2014年 04月30日 22:00 (水)

 先日、ようやく大物の書籍の初稿を書きあげる。

 これで3月以来の多忙も、大きな峠を超えた感じだ。しかし、これから10日間の間にインタビュー記事を4本書かねばならぬ。つまり私のところには、黄金週間なるものは来ないらしい(苦笑)。

 とはいえ、1年がかりの大物の原稿(約200ページ)を書き終えたので、少し気持ちに余裕ができた。そこで一昨日、都内でインタビューの帰りに、紀伊國屋書店さいたま新都心店で開催中の「世界のトランプ・タロットフェア」に立ち寄ってみた。

トランプタロットフェア
▲写真は紀伊國屋書店さいたま新都心店のHPより。書店内で、無断撮影をしてはいけません・・・


 3年前の引越しのドタバタで、マルセイユ版のデッキを1つ失くしてしまったので、良いものがあれば買いたいなと思っていたのだが、残念なことにスタンダードなマルセイユ版(グリモー版やニコラ・コンヴェル版)のフルセットは、すでに売れてしまったのか見当たらなかった。

 ま、買い物も縁である。

 手に入らないということは、「縁が無かった」というべきか。



 タロットというのは、占術や自己啓発の道具であると同時に、コレクションとしての楽しみもある。といっても、私などは数デッキ持っている程度なのだが。

集合
▲0番の「愚者」いろいろ。おや? ひとり、違う人が紛れ込んでいるような・・・


アクエリアン
▲イケメン風の「愚者」(アクエリアン・タロット)


エッティラⅢ
▲古典的道化師風(エッティラ版)


ドイツライダー
▲鼻歌をうたいながら足元も見ずに断崖絶壁を歩く愚かな人。とても他人とは思えない・・・(ドイツ・ウエイト版)


ママンミユキ
▲犬の表情が、また味わい深い(mamanmiyuk版)


タロットクラシック
▲元祖ヘタウマ系。犬のセリフは、「カンチョー!」であろう、たぶん(タロット・クラシック)


1JJ
▲個人的には、この人が私の一番の贔屓である。「こんなん出ました!」という感じのドヤ顔が、なんとも馬鹿っぽくていい(1JJ版)


GD.jpg
▲魔術結社の「愚者」は、やはりひと味違う(ゴールデンドーン・タロット)


 「愚者」というカードは、ある意味でタロットの象徴ともいえる、たいへん興味深いものだ。彼の愚行の先には何があるのか? そもそもそれは本当に愚行なのか? あるいは深淵な無知の知なのか?

 ミステリアスなタロットのなかでも、ひときわ意味深な1枚が、この「愚者」である。

 もっとも、妙齢のお嬢さんに依頼された恋愛占いでこのカードが出たら、人生の荒波にもまれてきた初老の占い師としては、「馬鹿なことは、おやめなさい・・・」と優しく諭すであろう(笑)。

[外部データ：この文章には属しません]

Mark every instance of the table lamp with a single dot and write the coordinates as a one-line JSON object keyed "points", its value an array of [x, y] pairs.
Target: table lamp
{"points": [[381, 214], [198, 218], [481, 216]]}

 ちなみに、最初の写真で愚者たちの夜会にまぎれこんでいたのは、この人である。

 魔術師
▲「タロット・クラシック」の1番「魔術師」


 愚者に化けて夜会に忍び込むとは、さすが魔術師だな。

「22枚の大アルカナは、象徴的で寓意的なカードであり、永遠に不変でいながら各瞬間に変化し、人間に影響している物質的、精神的な力を描き、再生している」(S.R.カプラン)

 (おしまい)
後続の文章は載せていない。